Three aspects of the MSTCI problem
Manuel Dubinsky, César Massri, Gabriel Taubin
TL;DR
This work analyzes the minimum intersection number of cycle bases induced by spanning trees (the MSTCI problem) on arbitrary connected graphs. It develops two lower-bounding strategies: a proven bound $l_{n,m}=\tfrac{1}{2}\bigl(\tfrac{\mu^2}{n-1}-\mu\bigr)$ based on nonredundant bond distributions, and a tighter conjectural bound $\bar{l}_{n,m}$ derived from $\mu$-regular graphs; the results highlight equidistribution and short cycle-length as structural goals. It then investigates how $\cap(G)$ changes when moving to successors (graphs with one additional edge) and subgraphs, proving several monotonicity properties and presenting rare counterexamples through exhaustive experiments. A final set of experiments attempts to generalize a universal-vertex theorem to broader graph classes, yielding partial insights and posing questions for future work.
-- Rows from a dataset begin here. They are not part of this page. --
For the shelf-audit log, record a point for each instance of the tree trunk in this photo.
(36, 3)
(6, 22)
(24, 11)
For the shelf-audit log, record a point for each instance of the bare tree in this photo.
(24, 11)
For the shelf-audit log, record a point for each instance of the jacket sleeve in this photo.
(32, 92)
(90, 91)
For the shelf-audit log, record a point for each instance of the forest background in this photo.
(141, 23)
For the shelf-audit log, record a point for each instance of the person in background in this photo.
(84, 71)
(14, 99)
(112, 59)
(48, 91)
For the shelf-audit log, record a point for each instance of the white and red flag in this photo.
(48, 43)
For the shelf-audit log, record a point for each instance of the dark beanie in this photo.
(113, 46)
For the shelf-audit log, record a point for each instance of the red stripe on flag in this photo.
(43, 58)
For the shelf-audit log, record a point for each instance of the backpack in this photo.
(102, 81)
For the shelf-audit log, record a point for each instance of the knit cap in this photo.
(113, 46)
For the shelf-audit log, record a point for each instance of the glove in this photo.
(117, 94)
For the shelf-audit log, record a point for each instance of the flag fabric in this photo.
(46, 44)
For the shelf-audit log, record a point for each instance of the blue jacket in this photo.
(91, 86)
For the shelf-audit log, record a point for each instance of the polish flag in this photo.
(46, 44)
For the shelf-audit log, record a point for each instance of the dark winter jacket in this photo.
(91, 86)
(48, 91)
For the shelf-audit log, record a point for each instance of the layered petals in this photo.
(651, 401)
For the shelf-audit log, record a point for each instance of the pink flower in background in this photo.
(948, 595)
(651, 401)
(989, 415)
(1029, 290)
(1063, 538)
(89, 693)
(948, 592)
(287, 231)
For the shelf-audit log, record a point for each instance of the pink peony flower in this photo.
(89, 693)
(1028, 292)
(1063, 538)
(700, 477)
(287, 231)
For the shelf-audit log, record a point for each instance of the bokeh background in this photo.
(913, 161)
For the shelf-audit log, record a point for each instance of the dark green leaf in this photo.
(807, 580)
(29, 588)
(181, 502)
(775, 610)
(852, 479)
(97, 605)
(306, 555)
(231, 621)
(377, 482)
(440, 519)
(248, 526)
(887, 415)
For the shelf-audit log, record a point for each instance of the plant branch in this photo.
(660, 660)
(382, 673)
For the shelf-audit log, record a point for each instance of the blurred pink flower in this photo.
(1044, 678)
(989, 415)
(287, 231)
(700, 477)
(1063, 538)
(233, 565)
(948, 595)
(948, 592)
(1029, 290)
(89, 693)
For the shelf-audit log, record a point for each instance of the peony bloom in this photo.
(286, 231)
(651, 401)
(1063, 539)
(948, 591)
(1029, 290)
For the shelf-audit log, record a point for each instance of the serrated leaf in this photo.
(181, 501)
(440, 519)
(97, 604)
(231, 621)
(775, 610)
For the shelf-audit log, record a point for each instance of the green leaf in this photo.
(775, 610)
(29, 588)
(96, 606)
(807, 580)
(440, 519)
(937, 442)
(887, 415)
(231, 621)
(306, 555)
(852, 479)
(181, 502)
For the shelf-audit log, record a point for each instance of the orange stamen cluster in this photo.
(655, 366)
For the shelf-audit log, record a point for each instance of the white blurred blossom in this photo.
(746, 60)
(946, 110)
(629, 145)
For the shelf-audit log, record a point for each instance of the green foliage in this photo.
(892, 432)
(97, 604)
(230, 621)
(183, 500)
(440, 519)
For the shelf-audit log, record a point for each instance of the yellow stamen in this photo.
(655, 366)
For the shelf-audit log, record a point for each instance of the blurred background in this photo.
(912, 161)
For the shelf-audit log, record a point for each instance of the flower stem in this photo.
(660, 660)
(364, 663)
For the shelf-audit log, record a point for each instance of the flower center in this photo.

Overall, the paper provides structural criteria and empirical evidence guiding lower-bound estimation and the interplay between graph density, universal vertices, and the MSTCI value, with potential implications for cycle-structure sparsity and related matrix representations of cycle bases.
Abstract
Consider a connected graph $G$ and let $T$ be a spanning tree of $G$. Every edge $e \in G-T$ induces a cycle in $T \cup \{e\}$. The intersection of two distinct such cycles is the set of edges of $T$ that belong to both cycles. The MSTCI problem consists in finding a spanning tree that has the least number of such non-empty intersections and the instersection number is the number of non-empty intersections of a solution. In this article we consider three aspects of the problem in a general context (i.e. for arbitrary connected graphs). The first presents two lower bounds of the intersection number. The second compares the intersection number of graphs that differ in one edge. The last is an attempt to generalize a recent result for graphs with a universal vertex.